In principle, I have no problem with the former approach as long as it does no harm and provided this approach is not at the expense of, or has diverted attention from getting to the root of the disease as unfortunately has happened in the UK.

As for the latter, with the greatest respect 'reduced aerobic capacity in ME/CFS' is not so much a theoretical construct as a simple statement of the obvious. I think most of us a pretty much painfully aware that we have reduced aerobic capacity - as a consequence of our illness although I accept that over time some deconditioning may occur.

The question is why - and what does this tell us about the disease?

Any coherent theory has to be able to explain, for example, what causes many of us to transtition from a normal pre-morbid state to reduced aerobic capacity literally overnight. It also has to explain how reduced aerobic capacity explains PEM that results from relatively trivial activities (e.g. cognitive) that make no aerobic demands.

Call me a purist, but 25 years plus of research really should be delivering more than just supportive therapies that may only impact one aspect of the disease.

I'm not asking for 'the answer'. Just a coherent explanation of how PEM and reduced aerobic capacity fits within the underlying pathology of the disease and are not just symptoms to be managed.
 
As for the latter, with the greatest respect 'reduced aerobic capacity in ME/CFS' is not so much a theoretical construct as a simple statement of the obvious. I think most of us a pretty much painfully aware that we have reduced aerobic capacity - as a consequence of our illness although I accept that over time some deconditioning may occur.

I have to disagree or maybe I would just alter the emphasis. The fact that 'reduced aerobic capacity' can be proven using validated instruments to the medical community is huge. The fact that researchers can or are proving that it is not the result of deconditioning is immense. That places ME on a whole new playing field. It may be obvious to us that we have reduced aerobic capacity but not to the research community (ie CFS is not called 'reduced aerobic capacity disorder' :).) If that could REALLY be be established imagine the difference in emphasis. Showing that symptoms occur more readily when patients push themselves outside of their (relative) energetic cardiovascular safe zone - should shift the conversation.

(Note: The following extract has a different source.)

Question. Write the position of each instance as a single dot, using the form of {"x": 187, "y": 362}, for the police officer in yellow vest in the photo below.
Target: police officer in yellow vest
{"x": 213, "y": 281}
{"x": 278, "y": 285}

I'm not asking for 'the answer'. Just a coherent explanation of how PEM and reduced aerobic capacity fits within the underlying pathology of the disease and are not just symptoms to be managed.

Agreed! I think that is being worked out with the Lights, Snell and Stevens at the Pacific Fatigue Lab, Newton, the Spanish group and others. The Lights have found increased cytokine levels after exercise and now they are collaborating with Dr. Klimas. She will look at immune functioning in the subsets they turned up and they will look at the gene expression levels in her low NK cell functioning patients. I have been told that she believes some significant answers will show up in the next couple of years.